🤖 AI Summary
Existing graph contrastive learning methods primarily target undirected graphs and struggle to model the critical directional structures inherent in directed graphs. To address this, we propose S2-DiGCL—the first directed graph contrastive learning framework integrating dual perspectives in complex and real vector spaces. Its key contributions are: (1) complex-domain perturbation grounded in the magnetic Laplacian operator, coupled with adaptive edge-phase modulation, to explicitly encode directed adjacency relationships; and (2) a path-guided subgraph augmentation strategy that captures local asymmetry and higher-order topological dependencies. Evaluated on seven real-world directed graph benchmarks, S2-DiGCL achieves state-of-the-art performance—yielding average improvements of 4.41% in node classification and 4.34% in link prediction—while remaining compatible with both supervised and unsupervised settings.
📝 Abstract
Graph Contrastive Learning (GCL) has emerged as a powerful tool for extracting consistent representations from graphs, independent of labeled information. However, existing methods predominantly focus on undirected graphs, disregarding the pivotal directional information that is fundamental and indispensable in real-world networks (e.g., social networks and recommendations).In this paper, we introduce S2-DiGCL, a novel framework that emphasizes spatial insights from complex and real domain perspectives for directed graph (digraph) contrastive learning. From the complex-domain perspective, S2-DiGCL introduces personalized perturbations into the magnetic Laplacian to adaptively modulate edge phases and directional semantics. From the real-domain perspective, it employs a path-based subgraph augmentation strategy to capture fine-grained local asymmetries and topological dependencies.
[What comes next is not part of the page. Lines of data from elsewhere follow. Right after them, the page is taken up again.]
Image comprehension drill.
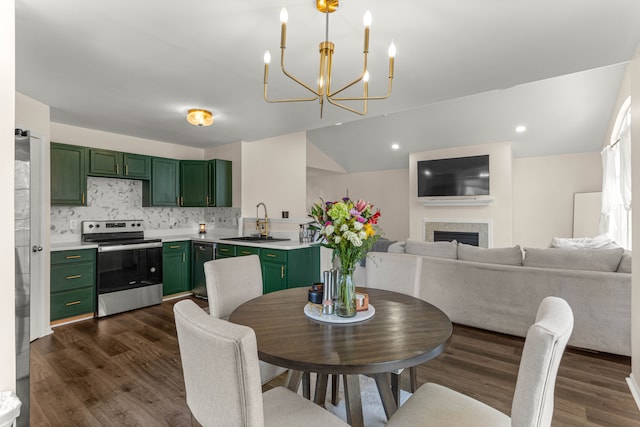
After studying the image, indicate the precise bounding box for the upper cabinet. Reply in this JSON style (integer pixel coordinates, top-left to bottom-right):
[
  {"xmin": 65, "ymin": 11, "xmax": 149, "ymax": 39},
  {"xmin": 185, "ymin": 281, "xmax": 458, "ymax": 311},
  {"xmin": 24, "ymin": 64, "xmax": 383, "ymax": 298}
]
[
  {"xmin": 89, "ymin": 148, "xmax": 151, "ymax": 179},
  {"xmin": 180, "ymin": 160, "xmax": 209, "ymax": 207},
  {"xmin": 180, "ymin": 159, "xmax": 232, "ymax": 207},
  {"xmin": 51, "ymin": 142, "xmax": 87, "ymax": 206},
  {"xmin": 207, "ymin": 159, "xmax": 233, "ymax": 207},
  {"xmin": 142, "ymin": 157, "xmax": 180, "ymax": 206}
]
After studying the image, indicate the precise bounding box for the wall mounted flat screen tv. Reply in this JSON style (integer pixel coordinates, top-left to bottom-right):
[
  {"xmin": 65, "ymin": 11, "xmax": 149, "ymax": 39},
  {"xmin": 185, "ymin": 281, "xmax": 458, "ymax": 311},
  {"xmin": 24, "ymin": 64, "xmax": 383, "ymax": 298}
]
[{"xmin": 418, "ymin": 154, "xmax": 489, "ymax": 197}]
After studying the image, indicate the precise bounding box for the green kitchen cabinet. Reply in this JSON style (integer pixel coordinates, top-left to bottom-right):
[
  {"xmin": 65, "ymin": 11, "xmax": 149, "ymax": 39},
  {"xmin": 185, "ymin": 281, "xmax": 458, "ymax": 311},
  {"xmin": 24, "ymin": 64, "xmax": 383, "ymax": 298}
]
[
  {"xmin": 162, "ymin": 241, "xmax": 191, "ymax": 295},
  {"xmin": 51, "ymin": 142, "xmax": 87, "ymax": 206},
  {"xmin": 180, "ymin": 160, "xmax": 209, "ymax": 207},
  {"xmin": 50, "ymin": 249, "xmax": 96, "ymax": 321},
  {"xmin": 260, "ymin": 246, "xmax": 320, "ymax": 294},
  {"xmin": 207, "ymin": 159, "xmax": 233, "ymax": 207},
  {"xmin": 216, "ymin": 243, "xmax": 237, "ymax": 259},
  {"xmin": 89, "ymin": 148, "xmax": 151, "ymax": 179},
  {"xmin": 142, "ymin": 157, "xmax": 180, "ymax": 206}
]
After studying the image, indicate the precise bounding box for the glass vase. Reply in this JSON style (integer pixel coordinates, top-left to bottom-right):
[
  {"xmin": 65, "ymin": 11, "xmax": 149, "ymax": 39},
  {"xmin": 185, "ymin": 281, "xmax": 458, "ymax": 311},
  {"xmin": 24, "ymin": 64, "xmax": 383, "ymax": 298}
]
[{"xmin": 334, "ymin": 267, "xmax": 357, "ymax": 317}]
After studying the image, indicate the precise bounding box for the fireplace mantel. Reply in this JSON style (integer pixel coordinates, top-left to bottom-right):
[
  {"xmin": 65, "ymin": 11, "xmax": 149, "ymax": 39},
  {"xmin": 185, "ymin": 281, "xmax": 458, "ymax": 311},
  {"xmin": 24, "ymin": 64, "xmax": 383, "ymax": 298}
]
[{"xmin": 418, "ymin": 196, "xmax": 494, "ymax": 206}]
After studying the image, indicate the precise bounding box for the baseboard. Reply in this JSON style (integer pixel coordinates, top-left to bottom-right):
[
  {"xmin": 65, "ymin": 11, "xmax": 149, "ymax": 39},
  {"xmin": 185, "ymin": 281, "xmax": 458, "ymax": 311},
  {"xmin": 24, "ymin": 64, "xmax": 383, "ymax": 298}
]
[{"xmin": 627, "ymin": 374, "xmax": 640, "ymax": 409}]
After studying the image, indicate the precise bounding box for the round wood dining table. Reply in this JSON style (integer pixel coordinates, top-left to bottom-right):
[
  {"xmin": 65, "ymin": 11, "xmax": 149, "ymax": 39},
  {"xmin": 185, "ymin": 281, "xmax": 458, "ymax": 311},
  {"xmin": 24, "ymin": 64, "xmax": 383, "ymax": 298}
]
[{"xmin": 229, "ymin": 288, "xmax": 453, "ymax": 426}]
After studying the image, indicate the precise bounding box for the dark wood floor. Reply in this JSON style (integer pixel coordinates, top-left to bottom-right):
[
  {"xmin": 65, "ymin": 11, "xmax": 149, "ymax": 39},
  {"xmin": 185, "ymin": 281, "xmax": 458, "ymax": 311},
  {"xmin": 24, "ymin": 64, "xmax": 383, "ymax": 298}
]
[{"xmin": 31, "ymin": 300, "xmax": 640, "ymax": 427}]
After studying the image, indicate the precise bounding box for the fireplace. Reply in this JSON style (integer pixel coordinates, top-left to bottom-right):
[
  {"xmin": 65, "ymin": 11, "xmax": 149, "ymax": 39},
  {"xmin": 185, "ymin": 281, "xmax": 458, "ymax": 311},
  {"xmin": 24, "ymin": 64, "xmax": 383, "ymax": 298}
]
[
  {"xmin": 423, "ymin": 218, "xmax": 492, "ymax": 248},
  {"xmin": 433, "ymin": 230, "xmax": 480, "ymax": 246}
]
By jointly leveraging these two complementary spatial views, S2-DiGCL constructs high-quality positive and negative samples, leading to more general and robust digraph contrastive learning. Extensive experiments on 7 real-world digraph datasets demonstrate the superiority of our approach, achieving SOTA performance with 4.41% improvement in node classification and 4.34% in link prediction under both supervised and unsupervised settings.